Midnight had passed, and Alex Azar was still in a coat and tie as he looked into a computer monitor inside the Department of Health and Human Services emergency-operations hub. It was a room built for managing responses to hurricanes and disease outbreaks, but the HHS secretary was, instead, scrambling to deal with a disaster instigated by his own boss — a “zero tolerance” immigration policy that led thousands of children to be separated from their parents.
By Amy Goldstein
Azar was not consulted on the zero tolerance policy before it was announced in early May, according to people familiar with the events, even though his department is responsible for housing migrant children who are on their own.
In the months that have passed since the late June night the secretary was trying to help figure out who had been separated, HHS has managed to return more than 2,000 to their parents. That still leaves almost 200 youngsters in government-contracted shelters, at risk of becoming orphans as federal workers, civil rights lawyers and aid activists help scour remote villages of Central America for mothers and fathers deported back home.
The reunification efforts have overshadowed the other work of the department that Azar arrived to lead in January with a four-point agenda — including a promise to lower drug prices — and a role as frontman for the Trump administration’s strategy of shifting health-care policies to the right through executive actions.
The migrant crisis also has put on the line his carefully cultivated reputation as an orderly, competent executive who understands how to make government work. With the midterm elections fast approaching and public outrage over the policy an animating issue, Azar also runs a risk of drawing the wrath of Trump, who has publicly humiliated other top officials when he thinks they are hurting his standing.

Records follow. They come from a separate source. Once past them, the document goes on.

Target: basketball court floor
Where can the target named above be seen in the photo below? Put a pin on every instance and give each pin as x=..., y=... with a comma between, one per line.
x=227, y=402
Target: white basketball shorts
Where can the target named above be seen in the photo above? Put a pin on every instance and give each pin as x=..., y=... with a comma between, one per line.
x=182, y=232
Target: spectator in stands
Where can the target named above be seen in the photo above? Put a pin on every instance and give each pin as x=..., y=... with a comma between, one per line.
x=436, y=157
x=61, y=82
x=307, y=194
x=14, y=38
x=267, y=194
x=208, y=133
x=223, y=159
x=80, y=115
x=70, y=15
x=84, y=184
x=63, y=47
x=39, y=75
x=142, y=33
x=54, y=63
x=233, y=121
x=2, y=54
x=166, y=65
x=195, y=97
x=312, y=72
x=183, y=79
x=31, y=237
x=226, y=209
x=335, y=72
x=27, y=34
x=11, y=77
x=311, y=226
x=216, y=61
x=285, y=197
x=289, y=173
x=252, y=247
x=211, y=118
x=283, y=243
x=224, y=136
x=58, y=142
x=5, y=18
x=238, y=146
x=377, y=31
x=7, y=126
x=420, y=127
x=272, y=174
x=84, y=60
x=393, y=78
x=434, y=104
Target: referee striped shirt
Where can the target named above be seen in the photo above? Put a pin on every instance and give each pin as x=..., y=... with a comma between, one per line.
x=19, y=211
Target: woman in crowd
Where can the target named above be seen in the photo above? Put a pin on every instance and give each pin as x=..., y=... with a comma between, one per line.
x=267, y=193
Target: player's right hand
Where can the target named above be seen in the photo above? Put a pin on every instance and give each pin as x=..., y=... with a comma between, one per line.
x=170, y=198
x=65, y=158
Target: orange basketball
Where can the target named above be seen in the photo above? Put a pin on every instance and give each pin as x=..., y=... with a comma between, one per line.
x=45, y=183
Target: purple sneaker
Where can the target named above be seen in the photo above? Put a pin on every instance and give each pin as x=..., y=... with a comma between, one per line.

As the crisis escalated and the secretary became its public face before Congress and on cable TV, Azar adhered to the administration’s talking points, betraying no hint he was caught unaware by zero tolerance. Such loyalty reflects the priority Azar has long placed on nurturing relationships, whether the recent one with Trump or with conservative legal luminaries who have long been his mentors, including the late Supreme Court Justice Antonin Scalia, for whom he clerked, and Justice Clarence Thomas, whom he considers a second father.